For me, swimming has been something I have always done. Since I was six years old on the Orchard Hills Swim Team, swimming has defined me. Despite my love for the sport, I was never a difference maker on my team.
Ending middle school, I struggled to enjoy swimming. While my friends were setting records and qualifying for states, I could not figure out the point of still swimming. They were setting lofty goals for themselves for the high school team, already looking for scholarships and a spot in the top lane. Going into high school, I feared that I would remain in this shadow and not be able to enjoy the sport I once loved. I could not have been more wrong.
I walked into my first two-a-day practice not knowing how much this team would change my life. In spending countless hours a day with 60 of my best friends, I quickly found my place on the team.
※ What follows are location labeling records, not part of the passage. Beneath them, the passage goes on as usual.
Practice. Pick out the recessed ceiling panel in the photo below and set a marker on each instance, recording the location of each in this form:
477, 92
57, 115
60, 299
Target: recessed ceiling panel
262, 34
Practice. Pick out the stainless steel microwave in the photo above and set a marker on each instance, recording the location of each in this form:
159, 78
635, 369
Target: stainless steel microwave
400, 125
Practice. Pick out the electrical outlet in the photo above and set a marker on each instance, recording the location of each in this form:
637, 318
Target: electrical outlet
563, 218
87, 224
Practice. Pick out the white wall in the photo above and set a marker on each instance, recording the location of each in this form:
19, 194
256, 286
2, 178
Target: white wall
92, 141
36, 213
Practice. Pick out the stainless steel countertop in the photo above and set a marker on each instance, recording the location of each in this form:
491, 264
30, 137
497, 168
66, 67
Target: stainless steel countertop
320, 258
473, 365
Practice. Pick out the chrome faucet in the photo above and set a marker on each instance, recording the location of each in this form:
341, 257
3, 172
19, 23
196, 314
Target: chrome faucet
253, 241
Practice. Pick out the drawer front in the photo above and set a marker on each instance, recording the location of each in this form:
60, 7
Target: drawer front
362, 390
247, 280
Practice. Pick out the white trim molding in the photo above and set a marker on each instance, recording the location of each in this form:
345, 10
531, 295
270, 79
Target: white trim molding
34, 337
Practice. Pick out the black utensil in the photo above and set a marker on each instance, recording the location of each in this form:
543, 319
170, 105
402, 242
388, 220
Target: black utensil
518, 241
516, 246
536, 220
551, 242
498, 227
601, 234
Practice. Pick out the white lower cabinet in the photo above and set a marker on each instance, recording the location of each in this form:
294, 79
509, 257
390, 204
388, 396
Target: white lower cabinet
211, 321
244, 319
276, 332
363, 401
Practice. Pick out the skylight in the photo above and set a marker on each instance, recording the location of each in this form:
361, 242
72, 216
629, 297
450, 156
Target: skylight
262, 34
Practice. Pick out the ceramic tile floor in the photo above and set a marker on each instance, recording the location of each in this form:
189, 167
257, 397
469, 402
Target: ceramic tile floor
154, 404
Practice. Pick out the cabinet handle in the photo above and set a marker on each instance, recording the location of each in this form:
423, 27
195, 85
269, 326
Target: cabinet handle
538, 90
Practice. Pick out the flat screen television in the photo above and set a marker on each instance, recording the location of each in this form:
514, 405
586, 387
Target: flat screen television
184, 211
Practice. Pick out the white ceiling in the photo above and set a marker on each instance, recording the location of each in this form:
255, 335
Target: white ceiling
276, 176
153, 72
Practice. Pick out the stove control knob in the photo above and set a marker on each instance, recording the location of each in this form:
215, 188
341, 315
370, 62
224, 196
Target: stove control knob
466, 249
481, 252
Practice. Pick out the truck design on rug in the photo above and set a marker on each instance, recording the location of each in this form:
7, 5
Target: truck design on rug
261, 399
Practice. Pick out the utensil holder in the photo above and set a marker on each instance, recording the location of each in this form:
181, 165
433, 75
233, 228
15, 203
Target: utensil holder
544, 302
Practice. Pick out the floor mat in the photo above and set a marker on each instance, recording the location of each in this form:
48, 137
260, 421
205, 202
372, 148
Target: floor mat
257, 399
I learned that goals and expectations need to be specific to you. I learned to work hard. Most importantly, I learned to appreciate swimming once again and feel proud of my accomplishments, not crave someone else’s. I learned to be proud of breaking one minute in my 100 freestyle and getting put in lane seven.
Reflecting on the past four years on the high school team, I now realize how important this time was for me. I cultivated lifelong relationships with my coaches and teammates and learned my place as a leader for the team. This experience taught me that each person has their own role and goals in a group. I am ready to set new goals for myself, whatever they may be.